Edit: On second thought, it is easier to reason about the rotations in the following algorithm. It is also quite likely faster:
Determine the height of both trees: O(log n).
Assuming that the right tree is taller (the other case is symmetric):
remove the rightmost element from the left tree (rotating and adjusting its computed height if necessary). Let n be that element. O(log n)
In the right tree, navigate left until you reach a node whose subtree is at most one 1 taller than left. Let r be that node. O(log n)
replace that node with a new node with value n, and subtrees left and r. O(1)
By construction, the new node is AVL-balanced, and its subtree 1 taller than r.
increment its parent's balance accordingly. O(1)
and rebalance like you would after inserting.
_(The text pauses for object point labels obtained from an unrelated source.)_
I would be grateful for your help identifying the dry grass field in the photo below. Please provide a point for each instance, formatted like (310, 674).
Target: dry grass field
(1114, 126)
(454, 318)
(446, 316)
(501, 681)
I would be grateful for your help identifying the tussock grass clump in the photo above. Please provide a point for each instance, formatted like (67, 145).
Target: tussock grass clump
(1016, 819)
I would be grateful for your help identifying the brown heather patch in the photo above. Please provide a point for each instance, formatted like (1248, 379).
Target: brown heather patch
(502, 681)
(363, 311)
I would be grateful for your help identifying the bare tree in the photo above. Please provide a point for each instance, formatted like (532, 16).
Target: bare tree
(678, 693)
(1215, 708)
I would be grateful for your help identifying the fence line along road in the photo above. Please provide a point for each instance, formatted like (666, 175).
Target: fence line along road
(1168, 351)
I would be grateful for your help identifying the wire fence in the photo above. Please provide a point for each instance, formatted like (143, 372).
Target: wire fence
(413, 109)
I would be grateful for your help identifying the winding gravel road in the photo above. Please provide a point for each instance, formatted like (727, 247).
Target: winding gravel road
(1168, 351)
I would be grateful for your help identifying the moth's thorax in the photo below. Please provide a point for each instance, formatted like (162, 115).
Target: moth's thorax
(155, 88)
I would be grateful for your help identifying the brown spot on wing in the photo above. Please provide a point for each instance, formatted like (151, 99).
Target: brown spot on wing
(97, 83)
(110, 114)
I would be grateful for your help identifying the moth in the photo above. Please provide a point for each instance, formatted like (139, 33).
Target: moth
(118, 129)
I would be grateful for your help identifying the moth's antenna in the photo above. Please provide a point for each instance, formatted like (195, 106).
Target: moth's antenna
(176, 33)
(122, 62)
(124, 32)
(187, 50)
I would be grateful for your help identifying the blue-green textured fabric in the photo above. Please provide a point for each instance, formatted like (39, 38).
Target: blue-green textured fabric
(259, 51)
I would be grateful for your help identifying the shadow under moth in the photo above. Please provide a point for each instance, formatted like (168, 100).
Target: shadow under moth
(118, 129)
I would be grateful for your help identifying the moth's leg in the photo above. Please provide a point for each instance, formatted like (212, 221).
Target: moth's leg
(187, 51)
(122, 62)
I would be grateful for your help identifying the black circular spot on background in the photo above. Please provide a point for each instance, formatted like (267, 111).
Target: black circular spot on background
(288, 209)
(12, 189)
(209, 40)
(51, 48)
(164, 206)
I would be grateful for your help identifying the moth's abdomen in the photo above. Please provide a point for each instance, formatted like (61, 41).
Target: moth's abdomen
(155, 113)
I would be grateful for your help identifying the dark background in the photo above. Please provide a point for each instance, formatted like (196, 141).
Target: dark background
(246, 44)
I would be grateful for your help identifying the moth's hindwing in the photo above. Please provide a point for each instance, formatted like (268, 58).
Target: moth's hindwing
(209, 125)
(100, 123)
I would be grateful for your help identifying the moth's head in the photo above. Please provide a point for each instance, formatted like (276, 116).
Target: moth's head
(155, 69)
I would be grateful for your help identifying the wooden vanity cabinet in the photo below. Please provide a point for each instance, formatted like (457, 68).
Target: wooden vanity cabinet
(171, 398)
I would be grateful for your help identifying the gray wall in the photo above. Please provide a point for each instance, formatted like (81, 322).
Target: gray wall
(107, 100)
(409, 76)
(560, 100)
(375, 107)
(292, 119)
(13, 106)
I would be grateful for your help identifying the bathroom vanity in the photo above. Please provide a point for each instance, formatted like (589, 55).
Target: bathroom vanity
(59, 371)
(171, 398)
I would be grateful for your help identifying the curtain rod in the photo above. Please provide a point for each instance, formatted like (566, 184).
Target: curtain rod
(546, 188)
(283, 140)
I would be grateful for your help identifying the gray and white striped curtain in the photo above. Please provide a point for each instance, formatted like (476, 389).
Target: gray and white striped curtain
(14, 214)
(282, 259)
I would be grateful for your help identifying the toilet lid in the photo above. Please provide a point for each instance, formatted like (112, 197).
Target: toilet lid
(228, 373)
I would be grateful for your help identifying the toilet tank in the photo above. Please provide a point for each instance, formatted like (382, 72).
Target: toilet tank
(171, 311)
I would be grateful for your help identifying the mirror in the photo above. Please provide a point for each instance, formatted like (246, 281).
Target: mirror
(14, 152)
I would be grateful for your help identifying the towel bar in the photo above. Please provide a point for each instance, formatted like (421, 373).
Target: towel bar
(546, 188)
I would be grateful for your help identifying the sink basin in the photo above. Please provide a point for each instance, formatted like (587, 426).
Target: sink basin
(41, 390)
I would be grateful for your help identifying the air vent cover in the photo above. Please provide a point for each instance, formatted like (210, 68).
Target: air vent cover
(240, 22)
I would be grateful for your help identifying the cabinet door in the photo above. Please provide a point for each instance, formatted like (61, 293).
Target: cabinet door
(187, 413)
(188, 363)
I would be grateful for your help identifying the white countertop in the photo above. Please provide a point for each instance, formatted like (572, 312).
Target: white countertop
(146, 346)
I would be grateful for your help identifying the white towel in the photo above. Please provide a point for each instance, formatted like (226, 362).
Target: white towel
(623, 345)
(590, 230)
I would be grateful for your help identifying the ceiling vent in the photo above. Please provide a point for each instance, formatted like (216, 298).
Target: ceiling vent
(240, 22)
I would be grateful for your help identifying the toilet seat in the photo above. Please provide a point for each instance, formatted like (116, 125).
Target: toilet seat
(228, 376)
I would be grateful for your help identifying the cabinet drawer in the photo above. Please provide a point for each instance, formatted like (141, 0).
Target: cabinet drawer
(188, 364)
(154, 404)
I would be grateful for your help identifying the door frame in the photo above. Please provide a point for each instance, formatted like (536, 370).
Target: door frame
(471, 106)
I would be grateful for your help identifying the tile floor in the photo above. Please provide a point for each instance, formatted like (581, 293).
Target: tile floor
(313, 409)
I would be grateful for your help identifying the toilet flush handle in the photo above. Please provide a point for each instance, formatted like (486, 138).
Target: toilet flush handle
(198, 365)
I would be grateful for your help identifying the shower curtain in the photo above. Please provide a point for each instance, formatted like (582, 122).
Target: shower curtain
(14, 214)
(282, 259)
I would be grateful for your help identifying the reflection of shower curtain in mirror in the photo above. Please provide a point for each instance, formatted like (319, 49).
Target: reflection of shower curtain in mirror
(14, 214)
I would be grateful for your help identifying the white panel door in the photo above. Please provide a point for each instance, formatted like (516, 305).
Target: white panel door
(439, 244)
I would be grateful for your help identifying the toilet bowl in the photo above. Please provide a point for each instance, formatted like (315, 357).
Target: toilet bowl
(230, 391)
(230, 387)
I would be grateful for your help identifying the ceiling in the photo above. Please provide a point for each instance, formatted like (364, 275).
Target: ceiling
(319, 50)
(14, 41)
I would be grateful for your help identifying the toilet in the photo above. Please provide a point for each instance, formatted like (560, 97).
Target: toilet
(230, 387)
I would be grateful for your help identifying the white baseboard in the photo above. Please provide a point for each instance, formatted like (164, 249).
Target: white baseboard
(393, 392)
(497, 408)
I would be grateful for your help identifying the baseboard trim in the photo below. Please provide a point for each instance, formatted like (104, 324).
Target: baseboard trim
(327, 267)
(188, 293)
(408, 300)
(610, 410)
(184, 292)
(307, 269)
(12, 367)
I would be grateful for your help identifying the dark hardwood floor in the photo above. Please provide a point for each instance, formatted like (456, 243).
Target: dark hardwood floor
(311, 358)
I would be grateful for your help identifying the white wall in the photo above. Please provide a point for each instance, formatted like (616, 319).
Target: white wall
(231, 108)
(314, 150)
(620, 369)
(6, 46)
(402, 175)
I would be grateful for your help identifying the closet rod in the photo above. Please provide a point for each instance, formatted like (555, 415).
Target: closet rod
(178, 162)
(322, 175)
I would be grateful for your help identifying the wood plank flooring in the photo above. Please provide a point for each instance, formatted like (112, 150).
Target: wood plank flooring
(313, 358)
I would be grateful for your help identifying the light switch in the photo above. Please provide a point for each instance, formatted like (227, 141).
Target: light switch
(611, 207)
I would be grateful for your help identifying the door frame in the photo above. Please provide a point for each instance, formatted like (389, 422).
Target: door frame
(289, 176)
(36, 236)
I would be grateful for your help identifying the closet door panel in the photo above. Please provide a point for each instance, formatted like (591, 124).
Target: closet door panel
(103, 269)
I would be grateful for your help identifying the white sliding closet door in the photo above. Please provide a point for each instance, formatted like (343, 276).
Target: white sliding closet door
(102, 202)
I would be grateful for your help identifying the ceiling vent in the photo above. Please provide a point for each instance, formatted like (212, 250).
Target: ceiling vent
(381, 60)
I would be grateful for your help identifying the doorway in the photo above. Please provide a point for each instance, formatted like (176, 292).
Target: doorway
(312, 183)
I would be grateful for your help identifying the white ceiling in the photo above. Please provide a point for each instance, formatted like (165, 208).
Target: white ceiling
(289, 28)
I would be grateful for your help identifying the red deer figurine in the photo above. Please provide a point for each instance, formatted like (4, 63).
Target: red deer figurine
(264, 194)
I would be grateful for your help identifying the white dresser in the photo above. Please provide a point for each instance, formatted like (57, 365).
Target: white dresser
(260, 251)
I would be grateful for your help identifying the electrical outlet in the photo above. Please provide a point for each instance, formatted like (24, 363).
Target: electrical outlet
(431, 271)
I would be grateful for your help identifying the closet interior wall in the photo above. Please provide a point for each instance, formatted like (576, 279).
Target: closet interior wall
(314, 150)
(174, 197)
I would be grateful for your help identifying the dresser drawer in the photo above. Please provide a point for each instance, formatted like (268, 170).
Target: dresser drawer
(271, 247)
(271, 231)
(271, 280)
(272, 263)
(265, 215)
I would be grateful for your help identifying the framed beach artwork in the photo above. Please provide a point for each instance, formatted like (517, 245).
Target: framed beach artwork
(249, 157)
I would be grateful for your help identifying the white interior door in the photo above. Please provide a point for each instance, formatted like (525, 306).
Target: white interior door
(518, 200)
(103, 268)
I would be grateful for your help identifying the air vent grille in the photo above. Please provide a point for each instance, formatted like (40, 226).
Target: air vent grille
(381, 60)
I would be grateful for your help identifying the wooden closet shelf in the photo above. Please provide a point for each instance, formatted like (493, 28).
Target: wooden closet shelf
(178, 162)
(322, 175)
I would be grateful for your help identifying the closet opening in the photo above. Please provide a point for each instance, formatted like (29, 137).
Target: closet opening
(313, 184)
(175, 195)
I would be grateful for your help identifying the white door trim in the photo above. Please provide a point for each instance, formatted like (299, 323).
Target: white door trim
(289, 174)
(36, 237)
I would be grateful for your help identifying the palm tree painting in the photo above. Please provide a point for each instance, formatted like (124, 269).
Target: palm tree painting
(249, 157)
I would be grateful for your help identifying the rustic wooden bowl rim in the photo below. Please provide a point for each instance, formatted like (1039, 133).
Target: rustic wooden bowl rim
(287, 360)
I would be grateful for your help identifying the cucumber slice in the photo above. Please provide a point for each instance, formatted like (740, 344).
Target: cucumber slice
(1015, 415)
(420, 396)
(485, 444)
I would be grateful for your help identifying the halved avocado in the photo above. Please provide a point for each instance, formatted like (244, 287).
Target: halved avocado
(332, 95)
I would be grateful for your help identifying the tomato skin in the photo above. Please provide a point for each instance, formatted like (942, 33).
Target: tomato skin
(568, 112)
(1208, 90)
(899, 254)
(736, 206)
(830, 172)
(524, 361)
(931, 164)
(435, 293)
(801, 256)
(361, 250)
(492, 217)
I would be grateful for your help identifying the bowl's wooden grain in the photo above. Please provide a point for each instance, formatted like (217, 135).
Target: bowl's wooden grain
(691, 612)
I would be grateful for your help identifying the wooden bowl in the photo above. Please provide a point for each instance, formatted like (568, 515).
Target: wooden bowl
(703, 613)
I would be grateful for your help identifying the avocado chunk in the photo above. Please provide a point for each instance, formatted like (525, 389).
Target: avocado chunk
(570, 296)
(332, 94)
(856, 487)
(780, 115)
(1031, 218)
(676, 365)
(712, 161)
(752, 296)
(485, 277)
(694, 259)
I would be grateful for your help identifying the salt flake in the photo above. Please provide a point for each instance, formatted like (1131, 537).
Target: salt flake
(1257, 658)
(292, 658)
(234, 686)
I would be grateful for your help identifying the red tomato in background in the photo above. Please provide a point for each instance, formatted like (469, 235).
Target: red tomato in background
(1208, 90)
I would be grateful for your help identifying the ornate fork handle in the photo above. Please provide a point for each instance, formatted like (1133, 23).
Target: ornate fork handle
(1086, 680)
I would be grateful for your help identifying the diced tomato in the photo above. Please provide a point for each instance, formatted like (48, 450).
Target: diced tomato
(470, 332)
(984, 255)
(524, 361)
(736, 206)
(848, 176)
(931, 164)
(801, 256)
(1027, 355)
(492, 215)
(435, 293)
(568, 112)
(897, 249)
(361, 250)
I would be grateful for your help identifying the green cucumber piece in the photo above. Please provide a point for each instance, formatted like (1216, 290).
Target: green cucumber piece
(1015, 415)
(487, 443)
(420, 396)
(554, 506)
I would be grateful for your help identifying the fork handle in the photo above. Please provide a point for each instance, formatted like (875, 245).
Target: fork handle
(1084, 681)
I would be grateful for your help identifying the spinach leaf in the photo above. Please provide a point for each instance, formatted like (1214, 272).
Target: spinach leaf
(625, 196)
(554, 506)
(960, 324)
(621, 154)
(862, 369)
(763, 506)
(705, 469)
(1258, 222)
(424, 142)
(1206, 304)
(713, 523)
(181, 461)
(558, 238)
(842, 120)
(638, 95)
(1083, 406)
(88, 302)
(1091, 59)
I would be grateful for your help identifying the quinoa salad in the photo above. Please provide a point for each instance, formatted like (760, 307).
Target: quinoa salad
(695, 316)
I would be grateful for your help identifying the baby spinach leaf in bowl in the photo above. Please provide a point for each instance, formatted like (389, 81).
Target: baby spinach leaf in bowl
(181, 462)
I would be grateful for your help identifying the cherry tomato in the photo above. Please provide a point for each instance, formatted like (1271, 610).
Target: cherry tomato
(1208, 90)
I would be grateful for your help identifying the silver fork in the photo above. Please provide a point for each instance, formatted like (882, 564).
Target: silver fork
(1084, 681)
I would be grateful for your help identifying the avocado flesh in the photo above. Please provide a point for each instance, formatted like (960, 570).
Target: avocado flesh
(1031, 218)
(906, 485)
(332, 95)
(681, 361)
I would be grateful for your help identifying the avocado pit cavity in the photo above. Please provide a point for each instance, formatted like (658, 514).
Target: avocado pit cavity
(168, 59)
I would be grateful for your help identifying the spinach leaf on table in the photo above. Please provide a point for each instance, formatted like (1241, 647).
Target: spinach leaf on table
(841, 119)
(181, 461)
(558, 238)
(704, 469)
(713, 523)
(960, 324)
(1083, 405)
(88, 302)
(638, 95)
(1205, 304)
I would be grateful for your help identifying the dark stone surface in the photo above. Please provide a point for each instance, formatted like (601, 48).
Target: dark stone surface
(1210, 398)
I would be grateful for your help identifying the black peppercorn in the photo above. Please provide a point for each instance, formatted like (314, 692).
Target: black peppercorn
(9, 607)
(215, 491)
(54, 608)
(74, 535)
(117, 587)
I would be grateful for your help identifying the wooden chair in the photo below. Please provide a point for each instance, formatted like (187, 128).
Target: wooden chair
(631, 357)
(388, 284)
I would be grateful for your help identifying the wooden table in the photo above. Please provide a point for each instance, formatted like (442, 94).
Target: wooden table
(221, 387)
O(log n)
One ultra simple solution (that works without any assumptions in the relations between the trees) is this:
Do a merge sort of both trees into one merged array (concurrently iterate both trees).
Build an AVL tree from the array - take the middle element to be the root, and apply recursively to left and right halves.
Both steps are O(n). The major issue with it is that it takes O(n) extra space.
The best solution I read to this problem can be found here. Is very close to meriton's answer if you correct this issue:
In the third step of the algorithm navigates left until you reach the node whose sub tree has the same height as the left tree. This is not always possible, (see counterexample image). The right way to do this step is two find for a subtree with height h or h+1 where h is the height of the left tree
I suspect that you'll just have to walk one tree (hopefully the smaller) and individually add each of it's elements to the other tree. The AVL insert/delete operations are not designed to handle adding a whole subtree at a time.